Ming puckered his mouth and winked. I used to try and figure out how he did it, standing behind his bar all day, never going out, never talking much except to a few people like me. But knew for sure that he could have told me exactly how much I'd made on that Venus job--and the gimmick I'd pulled to get it past Customs, too.
But that was why I was in here. Something was up--something big, and I wanted find out what it was before every grifter and chiseler the System tried to cut a piece of it for himself.

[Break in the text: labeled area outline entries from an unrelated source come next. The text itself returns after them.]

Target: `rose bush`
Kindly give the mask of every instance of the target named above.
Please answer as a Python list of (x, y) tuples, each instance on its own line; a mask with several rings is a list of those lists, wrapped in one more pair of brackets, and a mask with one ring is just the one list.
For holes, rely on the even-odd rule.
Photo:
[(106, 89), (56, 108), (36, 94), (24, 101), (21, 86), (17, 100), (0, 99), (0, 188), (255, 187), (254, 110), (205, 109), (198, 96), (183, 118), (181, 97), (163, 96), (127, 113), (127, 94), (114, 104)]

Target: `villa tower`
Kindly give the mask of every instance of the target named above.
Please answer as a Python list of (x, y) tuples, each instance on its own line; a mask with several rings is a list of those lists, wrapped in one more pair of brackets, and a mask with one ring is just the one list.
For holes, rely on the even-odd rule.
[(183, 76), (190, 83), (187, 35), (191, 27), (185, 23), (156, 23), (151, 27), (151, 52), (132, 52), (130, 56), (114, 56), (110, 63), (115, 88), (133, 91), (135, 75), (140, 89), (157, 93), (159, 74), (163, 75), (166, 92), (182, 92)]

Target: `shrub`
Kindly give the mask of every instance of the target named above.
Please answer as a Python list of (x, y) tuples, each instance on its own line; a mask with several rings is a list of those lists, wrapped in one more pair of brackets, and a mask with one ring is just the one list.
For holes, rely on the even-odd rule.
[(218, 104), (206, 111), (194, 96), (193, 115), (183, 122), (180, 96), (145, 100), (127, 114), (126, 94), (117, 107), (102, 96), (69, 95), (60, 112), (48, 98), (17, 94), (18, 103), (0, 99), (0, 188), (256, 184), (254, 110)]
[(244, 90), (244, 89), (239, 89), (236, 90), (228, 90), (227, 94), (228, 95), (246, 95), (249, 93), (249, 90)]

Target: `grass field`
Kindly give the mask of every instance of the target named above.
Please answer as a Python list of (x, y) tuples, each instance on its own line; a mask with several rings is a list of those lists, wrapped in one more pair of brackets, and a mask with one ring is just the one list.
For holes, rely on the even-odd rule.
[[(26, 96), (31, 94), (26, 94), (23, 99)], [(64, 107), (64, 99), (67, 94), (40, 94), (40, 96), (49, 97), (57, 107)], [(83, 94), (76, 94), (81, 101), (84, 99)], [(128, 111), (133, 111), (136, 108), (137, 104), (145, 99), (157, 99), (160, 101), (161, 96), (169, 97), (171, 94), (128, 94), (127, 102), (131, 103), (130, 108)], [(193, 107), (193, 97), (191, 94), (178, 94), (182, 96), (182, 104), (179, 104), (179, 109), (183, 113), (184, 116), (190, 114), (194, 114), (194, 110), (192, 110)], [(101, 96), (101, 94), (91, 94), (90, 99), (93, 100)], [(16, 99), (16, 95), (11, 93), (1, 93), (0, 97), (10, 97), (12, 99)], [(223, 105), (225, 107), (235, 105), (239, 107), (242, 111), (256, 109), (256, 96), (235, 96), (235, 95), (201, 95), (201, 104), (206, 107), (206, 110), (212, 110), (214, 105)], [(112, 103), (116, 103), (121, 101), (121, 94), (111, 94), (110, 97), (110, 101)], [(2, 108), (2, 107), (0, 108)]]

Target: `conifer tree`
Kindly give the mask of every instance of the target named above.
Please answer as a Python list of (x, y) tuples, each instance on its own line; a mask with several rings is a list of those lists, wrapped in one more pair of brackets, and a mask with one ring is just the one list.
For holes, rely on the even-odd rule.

"I got a note in my mailbox today," I said casually.
"Yeah?" he asked, just as quietly.
"Must have been put there as soon as I touched down this morning. Somebody wants me to go to work for them. They're paying high--too high, maybe. Hear anything about a big job coming off somewhere?"
Ming grinned. "If you mean that little letter from Transolar, yeah, I know about that." He got serious, and moved closer.
"But that's all I know, and nobody else knows even that much. Sure, something's cooking, but nobody knows what it is. I--" He broke off. "You've got company. Boy, have you got company!"
I looked in the back bar mirror. A girl had come in the doorway and was walking toward me. Her dress tightened in intriguing places. Her face was as much of a treat. High-cheeked, brown-eyed, with a small, uptilted nose and a full mouth, it was framed by short curly hair the color of new copper wire. I liked it.
So did the spacemen and the dockworkers sitting at the bar. One or two half-rose to invite her to join them, but they sat down again when they saw who she was headed for.
There was something about that hair. I'd seen it before, somewhere.
The guy next to me got up and slid out of the way. I let my eyes stay on the bottles on the back-bar until she sat down beside me. I gave Ming a look. He nodded, and moved down the bar.
The voice was low, but crisp. It had whispers and murmurs in it, too, and I knew I'd heard it before.
"I'm Pat McKay."
I turned my head and looked at her. Her dress, tight as paint from hem to bodice, was mysteriously loose in the sleeves. Ruffles at each shoulder hid bulges that Mother Nature never put there. They looked more like twin shoulder holsters. They were.